Vatican Bank 'allowed clergy to act as front for Mafia and corrupt businessmen'


The Vatican Bank is under new scrutiny in a case involving money-laundering
allegations that led police to seize €23m (£19.25m) in September.


The Vatican calls the seizure of assets a "misunderstanding" and expresses
optimism it will be quickly cleared up. But fresh court documents show that
prosecutors say the Vatican Bank deliberately flouted anti-laundering laws
"with the aim of hiding the ownership, destination and origin of the
capital". The documents also reveal investigators' suspicions that clergy
may have acted as fronts for corrupt businessmen and Mafia.

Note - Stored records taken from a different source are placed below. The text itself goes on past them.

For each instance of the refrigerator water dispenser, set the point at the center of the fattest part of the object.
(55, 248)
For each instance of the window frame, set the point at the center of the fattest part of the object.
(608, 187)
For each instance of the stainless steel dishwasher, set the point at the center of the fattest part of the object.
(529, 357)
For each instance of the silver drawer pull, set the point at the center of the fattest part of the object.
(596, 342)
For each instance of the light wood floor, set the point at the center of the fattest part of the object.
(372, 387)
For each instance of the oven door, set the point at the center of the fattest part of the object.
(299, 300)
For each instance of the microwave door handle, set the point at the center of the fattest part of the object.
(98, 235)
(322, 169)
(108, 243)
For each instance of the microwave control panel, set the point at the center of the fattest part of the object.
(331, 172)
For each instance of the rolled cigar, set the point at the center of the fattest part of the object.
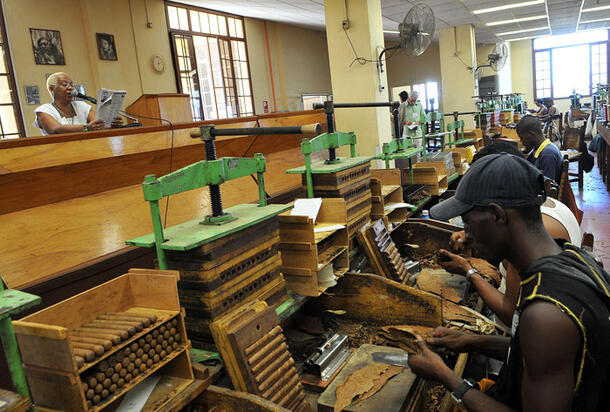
(86, 354)
(102, 366)
(142, 322)
(103, 331)
(79, 361)
(151, 317)
(110, 326)
(97, 349)
(103, 342)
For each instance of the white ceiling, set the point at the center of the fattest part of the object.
(562, 15)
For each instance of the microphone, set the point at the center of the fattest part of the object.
(75, 93)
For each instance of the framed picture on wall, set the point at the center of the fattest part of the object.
(47, 46)
(105, 46)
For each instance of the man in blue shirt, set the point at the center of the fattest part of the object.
(542, 153)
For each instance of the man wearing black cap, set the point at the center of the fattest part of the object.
(557, 358)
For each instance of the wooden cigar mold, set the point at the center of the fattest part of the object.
(257, 359)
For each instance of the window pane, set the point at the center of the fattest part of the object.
(172, 13)
(7, 117)
(195, 20)
(570, 70)
(183, 18)
(222, 25)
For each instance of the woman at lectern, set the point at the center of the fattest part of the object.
(64, 114)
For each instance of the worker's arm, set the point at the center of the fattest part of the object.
(548, 378)
(457, 341)
(52, 126)
(499, 303)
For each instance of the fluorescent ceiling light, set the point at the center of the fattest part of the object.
(596, 9)
(508, 6)
(522, 38)
(522, 31)
(594, 21)
(498, 23)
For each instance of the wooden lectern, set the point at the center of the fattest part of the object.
(174, 107)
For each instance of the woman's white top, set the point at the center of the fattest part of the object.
(81, 110)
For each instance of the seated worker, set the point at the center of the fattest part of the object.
(64, 115)
(557, 358)
(558, 220)
(411, 116)
(544, 155)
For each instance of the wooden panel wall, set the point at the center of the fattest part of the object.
(71, 200)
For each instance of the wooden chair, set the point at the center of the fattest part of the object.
(572, 150)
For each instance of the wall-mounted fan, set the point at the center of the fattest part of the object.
(416, 32)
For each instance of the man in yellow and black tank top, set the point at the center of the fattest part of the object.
(557, 358)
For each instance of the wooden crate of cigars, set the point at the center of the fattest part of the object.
(86, 352)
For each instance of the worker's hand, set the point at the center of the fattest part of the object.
(453, 263)
(428, 364)
(95, 125)
(117, 122)
(459, 241)
(444, 338)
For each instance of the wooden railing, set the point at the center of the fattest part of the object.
(70, 201)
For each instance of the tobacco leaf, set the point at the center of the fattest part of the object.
(364, 383)
(431, 283)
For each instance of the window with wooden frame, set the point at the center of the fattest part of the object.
(11, 122)
(567, 63)
(211, 61)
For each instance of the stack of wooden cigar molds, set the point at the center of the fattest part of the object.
(86, 352)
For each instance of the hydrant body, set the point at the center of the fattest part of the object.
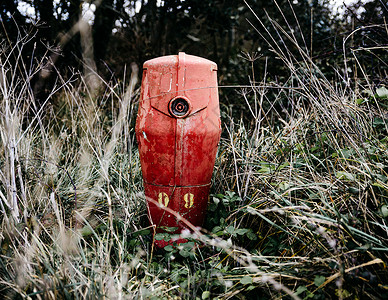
(178, 130)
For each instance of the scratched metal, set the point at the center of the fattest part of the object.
(178, 152)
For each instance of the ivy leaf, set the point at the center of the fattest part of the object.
(169, 248)
(159, 236)
(205, 295)
(382, 92)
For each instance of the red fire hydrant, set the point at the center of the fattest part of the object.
(178, 129)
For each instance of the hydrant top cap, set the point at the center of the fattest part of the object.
(175, 59)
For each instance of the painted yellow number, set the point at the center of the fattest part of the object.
(189, 199)
(163, 199)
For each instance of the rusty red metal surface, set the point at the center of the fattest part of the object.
(178, 130)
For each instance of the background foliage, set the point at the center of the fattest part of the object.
(299, 198)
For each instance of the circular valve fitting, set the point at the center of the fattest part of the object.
(179, 107)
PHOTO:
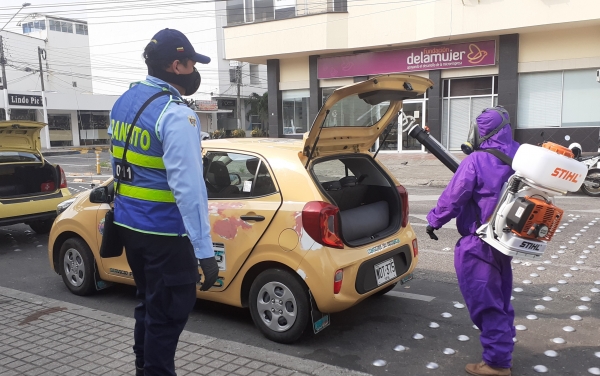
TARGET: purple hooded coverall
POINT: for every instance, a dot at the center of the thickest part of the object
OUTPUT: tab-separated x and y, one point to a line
484	274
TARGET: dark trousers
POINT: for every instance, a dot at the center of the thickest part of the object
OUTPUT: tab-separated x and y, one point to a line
165	271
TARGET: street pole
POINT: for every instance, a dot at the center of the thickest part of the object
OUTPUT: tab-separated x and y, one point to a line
46	128
4	83
238	79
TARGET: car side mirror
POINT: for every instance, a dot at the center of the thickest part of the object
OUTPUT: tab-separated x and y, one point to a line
100	195
235	179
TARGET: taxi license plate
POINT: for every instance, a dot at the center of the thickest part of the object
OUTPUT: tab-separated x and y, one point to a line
385	271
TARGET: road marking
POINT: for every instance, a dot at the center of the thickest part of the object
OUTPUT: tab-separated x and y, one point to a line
408	295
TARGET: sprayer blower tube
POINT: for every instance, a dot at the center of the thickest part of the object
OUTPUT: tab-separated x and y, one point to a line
431	144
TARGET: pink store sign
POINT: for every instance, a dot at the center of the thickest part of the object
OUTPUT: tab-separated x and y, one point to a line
463	55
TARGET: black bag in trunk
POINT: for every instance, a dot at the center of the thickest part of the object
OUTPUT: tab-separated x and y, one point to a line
112	244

The documents pinpoint two transactions that have not been reported: one in
2009 involving the use of a false name, and another in 2010 in which the
Vatican Bank withdrew €650,000 from an Italian bank account but ignored bank
requests to disclose where the money was headed.

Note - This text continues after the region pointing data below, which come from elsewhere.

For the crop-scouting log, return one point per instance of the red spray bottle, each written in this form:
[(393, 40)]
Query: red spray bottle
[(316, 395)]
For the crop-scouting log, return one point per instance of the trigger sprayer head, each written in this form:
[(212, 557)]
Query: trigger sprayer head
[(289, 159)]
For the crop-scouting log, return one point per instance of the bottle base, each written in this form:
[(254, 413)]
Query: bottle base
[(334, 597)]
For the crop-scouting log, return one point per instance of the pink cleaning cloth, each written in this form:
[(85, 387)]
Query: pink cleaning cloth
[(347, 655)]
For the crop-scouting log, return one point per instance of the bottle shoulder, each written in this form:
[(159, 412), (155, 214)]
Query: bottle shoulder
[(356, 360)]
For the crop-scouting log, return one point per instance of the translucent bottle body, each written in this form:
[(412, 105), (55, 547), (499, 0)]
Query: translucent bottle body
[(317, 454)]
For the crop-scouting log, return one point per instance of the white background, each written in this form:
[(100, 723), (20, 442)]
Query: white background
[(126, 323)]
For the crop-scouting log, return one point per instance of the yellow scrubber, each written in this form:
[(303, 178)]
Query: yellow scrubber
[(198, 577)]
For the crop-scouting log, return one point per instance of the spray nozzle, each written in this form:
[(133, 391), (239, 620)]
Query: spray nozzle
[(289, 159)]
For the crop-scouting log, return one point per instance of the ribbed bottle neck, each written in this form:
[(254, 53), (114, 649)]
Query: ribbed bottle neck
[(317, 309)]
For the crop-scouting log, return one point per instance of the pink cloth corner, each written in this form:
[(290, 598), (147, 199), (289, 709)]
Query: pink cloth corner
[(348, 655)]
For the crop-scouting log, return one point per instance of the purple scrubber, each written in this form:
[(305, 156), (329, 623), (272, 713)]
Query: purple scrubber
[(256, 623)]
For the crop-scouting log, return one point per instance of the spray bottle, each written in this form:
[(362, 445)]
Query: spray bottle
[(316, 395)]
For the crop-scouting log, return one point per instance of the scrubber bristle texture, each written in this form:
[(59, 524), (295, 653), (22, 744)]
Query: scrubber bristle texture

The new allegations of financial impropriety could not come at a worse time
for the Vatican, already hit by revelations that it sheltered paedophile
priests. The corruption probe has given new hope to Holocaust survivors who
tried unsuccessfully to sue in the United States, alleging that Nazi loot
was stored in the Vatican Bank.


Yet the scandal is hardly the first for the bank, already distinguished from
other banks by the fact that its cash machines are in Latin and priests use
a private entrance.


In 1986, a Vatican financial adviser died after drinking cyanide-laced coffee
in prison. Another, Roberto Calvi, was found dangling from a rope under
London's Blackfriars Bridge in 1982, his pockets stuffed with money and
stones. The incidents blackened the bank's reputation, raised suspicions of
ties with the Mafia, and cost the Vatican hundreds of millions of dollars in
legal clashes with Italian authorities.


On 21 September, financial police seized assets from a Vatican Bank account.
Investigators said the Vatican had failed to furnish information on the
origin or destination of the funds as required by Italian law.


The bulk of the money, €20 million, was destined for the American JP Morgan
bank branch in Frankfurt, Germany, with the remainder going to Banca del
Fucino, an Italian bank.


Prosecutors alleged the Vatican ignored regulations that foreign banks must
communicate to Italian financial authorities where their money has come
from. All banks have declined to comment.